Segundo o Ministério Público Federal, os policiais tentavam negociar a retirada dos membros dos manifestantes quando aproximadamente 30 indígenas liderados pelo réu, munidos de arcos e flechas, ameaçaram os agentes e conseguiram subtrair o fuzil de um deles. Na sequência, ainda conforme a denúncia do MPF, o indígena teria tentando disparar contra dois dos policiais, mas não conseguir destravar o equipamento.

Vídeos feitos por moradores mostram o momento em que os indígenas cercam viaturas e agentes em uma estrada rural. Instantes depois, ocorre a tomada do armamento. O Ministério da Justiça afirmou à época que os policiais optaram por não reagir para evitar um confronto mais grave, permitindo que o grupo recuasse levando o fuzil.

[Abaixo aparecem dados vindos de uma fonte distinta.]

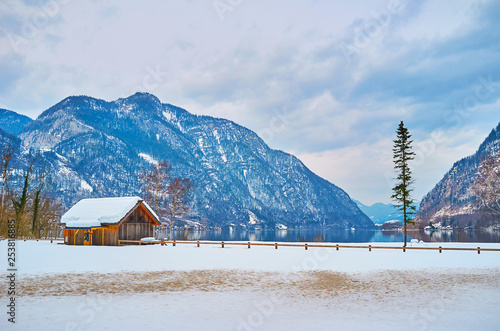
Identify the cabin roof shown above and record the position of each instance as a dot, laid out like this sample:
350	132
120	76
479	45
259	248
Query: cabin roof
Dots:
90	213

A defesa do cacique argumentou que a acusação configurava um “crime impossível”, já que a arma não chegou a disparar. A tese, porém, foi rejeitada pelo juiz federal Gustavo Chies Cignachi, que ressaltou em sua sentença que a tentativa de homicídio apenas não se consumou por “circunstâncias alheias à vontade do réu”. Além da condenação, o magistrado determinou que o MPF e a Polícia Federal investiguem suspeitas de falso testemunho por parte de três pessoas que depuseram em defesa do indígena. O cacique responde em liberdade e ainda pode recorrer da decisão.

Entenda o conflito

A disputa entre indígenas e sitiantes em Terra Roxa acumula episódios de hostilidades e violência. A disputa envolve a reivindicação pela demarcação de 24 mil hectares que abrangem 165 propriedades rurais nos municípios de Terra Roxa, Altônia e Guaíra — este último com parte da área em limite urbano.

Parte do território foi delimitado e identificado pela Funai em 2018, segue pendente da demarcação, pois os trabalhos foram paralisados durante o governo de Jair Bolsonaro.

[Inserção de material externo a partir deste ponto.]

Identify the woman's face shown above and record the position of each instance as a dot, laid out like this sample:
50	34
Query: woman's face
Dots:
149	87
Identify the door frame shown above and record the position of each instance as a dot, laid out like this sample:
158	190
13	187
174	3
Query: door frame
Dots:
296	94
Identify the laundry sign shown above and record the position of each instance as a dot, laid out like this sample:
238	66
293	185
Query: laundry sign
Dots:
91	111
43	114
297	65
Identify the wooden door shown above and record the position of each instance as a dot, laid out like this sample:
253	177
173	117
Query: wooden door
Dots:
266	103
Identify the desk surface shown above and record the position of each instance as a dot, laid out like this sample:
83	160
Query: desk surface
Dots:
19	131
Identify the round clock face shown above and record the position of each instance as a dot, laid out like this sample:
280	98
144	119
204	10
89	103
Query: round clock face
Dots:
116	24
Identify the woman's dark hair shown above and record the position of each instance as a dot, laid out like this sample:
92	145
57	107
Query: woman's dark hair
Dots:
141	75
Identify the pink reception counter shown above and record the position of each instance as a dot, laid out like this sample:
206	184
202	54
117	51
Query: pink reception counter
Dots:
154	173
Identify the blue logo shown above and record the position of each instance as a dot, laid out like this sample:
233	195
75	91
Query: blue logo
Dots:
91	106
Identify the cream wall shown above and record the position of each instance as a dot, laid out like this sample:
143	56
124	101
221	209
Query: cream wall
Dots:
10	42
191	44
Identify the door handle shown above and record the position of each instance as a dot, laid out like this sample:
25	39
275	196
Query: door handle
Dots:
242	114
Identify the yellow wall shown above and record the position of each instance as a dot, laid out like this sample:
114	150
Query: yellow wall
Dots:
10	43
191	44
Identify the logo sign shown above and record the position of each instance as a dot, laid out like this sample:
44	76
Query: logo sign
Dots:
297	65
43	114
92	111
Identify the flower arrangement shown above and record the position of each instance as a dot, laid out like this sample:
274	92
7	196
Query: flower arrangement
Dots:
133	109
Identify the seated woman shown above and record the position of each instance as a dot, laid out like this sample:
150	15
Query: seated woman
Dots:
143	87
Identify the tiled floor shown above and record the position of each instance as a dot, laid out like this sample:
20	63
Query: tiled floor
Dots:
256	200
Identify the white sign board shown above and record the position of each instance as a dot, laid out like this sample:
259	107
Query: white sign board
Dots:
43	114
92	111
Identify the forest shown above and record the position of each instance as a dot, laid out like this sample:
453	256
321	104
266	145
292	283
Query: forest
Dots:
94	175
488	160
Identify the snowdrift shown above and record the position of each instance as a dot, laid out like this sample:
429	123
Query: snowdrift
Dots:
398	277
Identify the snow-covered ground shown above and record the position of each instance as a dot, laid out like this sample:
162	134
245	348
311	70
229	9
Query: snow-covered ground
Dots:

A posse Lula, em 2023, reacendeu expectativas de retomada da demarcação, mas uma ação movida pelas prefeituras de Terra Roxa e Guaíra, apoiada pela Federação da Agricultura do Paraná, a FAEP, manteve a suspensão.

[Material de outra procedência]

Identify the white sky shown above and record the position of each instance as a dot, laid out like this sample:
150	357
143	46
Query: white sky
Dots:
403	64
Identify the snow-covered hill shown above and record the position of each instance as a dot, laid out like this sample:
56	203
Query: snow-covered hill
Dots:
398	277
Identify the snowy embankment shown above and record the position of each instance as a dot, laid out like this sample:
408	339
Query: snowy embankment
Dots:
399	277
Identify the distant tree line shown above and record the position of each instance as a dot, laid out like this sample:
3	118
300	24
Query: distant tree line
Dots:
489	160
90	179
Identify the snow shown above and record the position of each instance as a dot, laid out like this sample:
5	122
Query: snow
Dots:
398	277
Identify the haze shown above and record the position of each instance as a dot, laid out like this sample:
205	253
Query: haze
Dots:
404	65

No ano passado, a tensão escalou depois que indígenas ocuparam parte da área em disputa, o que provocou reação de ruralistas. Relatos apontam para cercos armados e ataques contra a Aldeia Yvy Okaju, incluindo restrições de acesso a estradas, alimentos e serviços de saúde. O governo federal chegou a enviar tropas da Força Nacional em diferentes momentos para tentar conter a violência.

Entre dezembro de 2024 e janeiro de 2025, a escalada resultou em ataques com armas de fogo contra a comunidade, deixando vários feridos, entre eles uma criança indígena de quatro anos.

A reivindicação remonta à década de 80, quando a construção da Usina de Itaipu alagou áreas tradicionalmente ocupadas pelos Avá-Guarani. Neste ano, a hidrelétrica fechou acordo judicial para destinar 225 milhões de reais à compra de pelo menos 3 mil hectares em benefício das comunidades, mas a aquisição ainda não se concretizou.